The Chinese Year of the Horse has recently begun, and the next time this could happen would be in twelve years. So, many who were born in a Year of the Horse (at least 12 years ago) are very excited about 2014. To learn more about the Chinese Zodiac, you can Travel China Guide or Google(v.) it.
Horses are considered by some Chinese as “energetic, bright, warm-hearted, intelligent and able.” I borrowed those adjectives from Travel China Guide because of all the ways I’ve heard horses described tonight, I like these the most, particularly the latter two: intelligent and able. “Able” in my mind connotes humility to accompany one’s abilities. Perhaps, though, Americans primarily see horses as wild and free-spirited. All good things.
Tonight, at Memphis’ Chinese New Year celebration hosted by the Greater Memphis United Chinese Association, the opening speaker said this is a year many people will make big decisions and changes for their lives. Whatever you believe about the Chinese Zodiac and the Year of the Horse, I hope you have an amazing year with lots of joyful surprises.
While I was at the show tonight (which was awesome–it really was one of the most well-ran and entertaining New Year shows I’ve ever seen!), I was thinking about the meaning of the year and the fact that my awesome wife “is a horse.” All of a sudden, I remembered a song I used to love to listen to and play along with back in the days that I was really “into” songwriting.
I love a well written song. One of my favorites is by Ray LaMontagne: “All the Wild Horses.” It’s a tune to listen to with eyes closed, meditating on the lyrics. I found a nice video put together and shared by Sandy Elmore, the woman behind the blog, Wild in the Pryors. She captured some beautiful images of the wild horses up on Pryor Pountain in Montana. The video looks great, and I’m glad it includes Ray’s song.

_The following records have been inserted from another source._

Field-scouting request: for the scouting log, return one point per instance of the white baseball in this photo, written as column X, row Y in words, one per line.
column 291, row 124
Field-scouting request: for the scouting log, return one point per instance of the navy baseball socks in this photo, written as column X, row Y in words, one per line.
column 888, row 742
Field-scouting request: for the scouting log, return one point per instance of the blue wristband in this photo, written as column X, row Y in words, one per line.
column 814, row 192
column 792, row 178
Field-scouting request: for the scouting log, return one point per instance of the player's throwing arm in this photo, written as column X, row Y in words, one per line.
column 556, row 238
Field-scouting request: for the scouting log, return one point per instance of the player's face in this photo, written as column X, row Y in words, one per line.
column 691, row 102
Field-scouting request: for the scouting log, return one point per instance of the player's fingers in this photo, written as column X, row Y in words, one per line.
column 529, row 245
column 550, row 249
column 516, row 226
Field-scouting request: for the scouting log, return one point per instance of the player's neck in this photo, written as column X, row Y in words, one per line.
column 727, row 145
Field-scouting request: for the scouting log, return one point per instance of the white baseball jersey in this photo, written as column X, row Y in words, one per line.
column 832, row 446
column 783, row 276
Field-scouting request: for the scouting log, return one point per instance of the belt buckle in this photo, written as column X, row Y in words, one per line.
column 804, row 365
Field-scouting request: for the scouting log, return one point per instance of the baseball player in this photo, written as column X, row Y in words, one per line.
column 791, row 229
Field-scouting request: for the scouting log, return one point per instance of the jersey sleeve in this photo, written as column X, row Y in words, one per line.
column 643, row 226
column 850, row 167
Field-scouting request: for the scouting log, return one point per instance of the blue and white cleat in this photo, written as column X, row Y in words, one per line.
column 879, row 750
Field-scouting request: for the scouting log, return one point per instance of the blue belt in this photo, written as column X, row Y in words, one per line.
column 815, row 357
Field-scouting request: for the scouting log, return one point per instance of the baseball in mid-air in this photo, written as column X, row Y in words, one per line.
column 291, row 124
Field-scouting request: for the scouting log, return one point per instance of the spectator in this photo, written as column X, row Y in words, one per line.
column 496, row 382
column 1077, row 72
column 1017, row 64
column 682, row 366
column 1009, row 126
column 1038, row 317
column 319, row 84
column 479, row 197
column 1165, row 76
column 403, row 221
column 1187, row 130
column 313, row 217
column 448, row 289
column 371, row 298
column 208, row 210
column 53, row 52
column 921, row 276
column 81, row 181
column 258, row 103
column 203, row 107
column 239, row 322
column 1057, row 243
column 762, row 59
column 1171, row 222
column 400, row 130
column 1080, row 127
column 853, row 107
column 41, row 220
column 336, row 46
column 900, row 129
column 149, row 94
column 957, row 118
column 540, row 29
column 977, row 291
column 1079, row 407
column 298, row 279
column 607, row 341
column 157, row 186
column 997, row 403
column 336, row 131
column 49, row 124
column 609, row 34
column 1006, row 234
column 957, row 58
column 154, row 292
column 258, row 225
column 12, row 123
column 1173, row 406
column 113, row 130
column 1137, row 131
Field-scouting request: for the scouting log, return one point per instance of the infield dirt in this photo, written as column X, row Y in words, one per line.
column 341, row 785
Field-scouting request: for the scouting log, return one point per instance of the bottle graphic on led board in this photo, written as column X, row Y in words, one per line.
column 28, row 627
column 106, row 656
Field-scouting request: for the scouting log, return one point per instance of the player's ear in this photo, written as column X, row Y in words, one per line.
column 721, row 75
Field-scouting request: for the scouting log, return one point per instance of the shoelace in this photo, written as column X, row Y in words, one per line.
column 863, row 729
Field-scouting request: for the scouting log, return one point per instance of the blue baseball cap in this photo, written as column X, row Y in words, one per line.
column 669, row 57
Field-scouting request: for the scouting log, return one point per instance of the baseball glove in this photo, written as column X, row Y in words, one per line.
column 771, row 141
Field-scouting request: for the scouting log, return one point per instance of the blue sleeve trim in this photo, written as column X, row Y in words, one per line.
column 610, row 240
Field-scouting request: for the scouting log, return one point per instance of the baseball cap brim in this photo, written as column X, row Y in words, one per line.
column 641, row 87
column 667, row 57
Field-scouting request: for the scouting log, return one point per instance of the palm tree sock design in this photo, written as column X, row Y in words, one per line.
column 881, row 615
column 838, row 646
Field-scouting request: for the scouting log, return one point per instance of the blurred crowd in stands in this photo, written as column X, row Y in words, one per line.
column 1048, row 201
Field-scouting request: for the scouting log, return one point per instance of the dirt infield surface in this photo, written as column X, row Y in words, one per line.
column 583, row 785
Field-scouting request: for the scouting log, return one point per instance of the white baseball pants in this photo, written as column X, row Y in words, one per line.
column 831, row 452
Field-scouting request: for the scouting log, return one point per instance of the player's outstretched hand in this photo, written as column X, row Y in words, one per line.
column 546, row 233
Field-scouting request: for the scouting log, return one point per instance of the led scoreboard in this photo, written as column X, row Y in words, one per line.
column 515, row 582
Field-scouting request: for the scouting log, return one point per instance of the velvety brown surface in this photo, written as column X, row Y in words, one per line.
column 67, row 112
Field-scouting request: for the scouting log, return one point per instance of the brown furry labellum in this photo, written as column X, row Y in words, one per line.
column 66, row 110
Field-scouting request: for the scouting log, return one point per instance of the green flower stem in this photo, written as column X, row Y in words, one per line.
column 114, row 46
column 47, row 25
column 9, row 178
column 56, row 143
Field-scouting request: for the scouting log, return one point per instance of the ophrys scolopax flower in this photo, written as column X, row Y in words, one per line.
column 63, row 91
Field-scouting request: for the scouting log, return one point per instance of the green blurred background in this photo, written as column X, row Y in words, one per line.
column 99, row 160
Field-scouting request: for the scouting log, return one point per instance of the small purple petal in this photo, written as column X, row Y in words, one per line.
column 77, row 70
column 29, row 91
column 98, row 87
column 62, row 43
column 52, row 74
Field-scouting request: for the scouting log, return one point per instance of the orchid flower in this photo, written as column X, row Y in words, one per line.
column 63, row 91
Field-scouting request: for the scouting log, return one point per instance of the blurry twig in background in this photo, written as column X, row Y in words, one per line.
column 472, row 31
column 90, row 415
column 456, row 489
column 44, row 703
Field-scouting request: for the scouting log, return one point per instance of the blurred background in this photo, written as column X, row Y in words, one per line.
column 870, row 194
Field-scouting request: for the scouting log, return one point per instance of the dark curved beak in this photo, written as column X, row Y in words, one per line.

The lyrics mostly go like this:
“All the wild horses–
all the wild horses, tethered with tears in their eyes–
May no man’s touch ever tame you.
May no man’s reigns ever chain you,
and may no man’s weight
every lay freight your soul.
And as for the clouds,
just let them roll.
Roll away, roll away.”
May your dark clouds roll away and our shared Year of the Horse 2014 be blessed with freedom in Christ.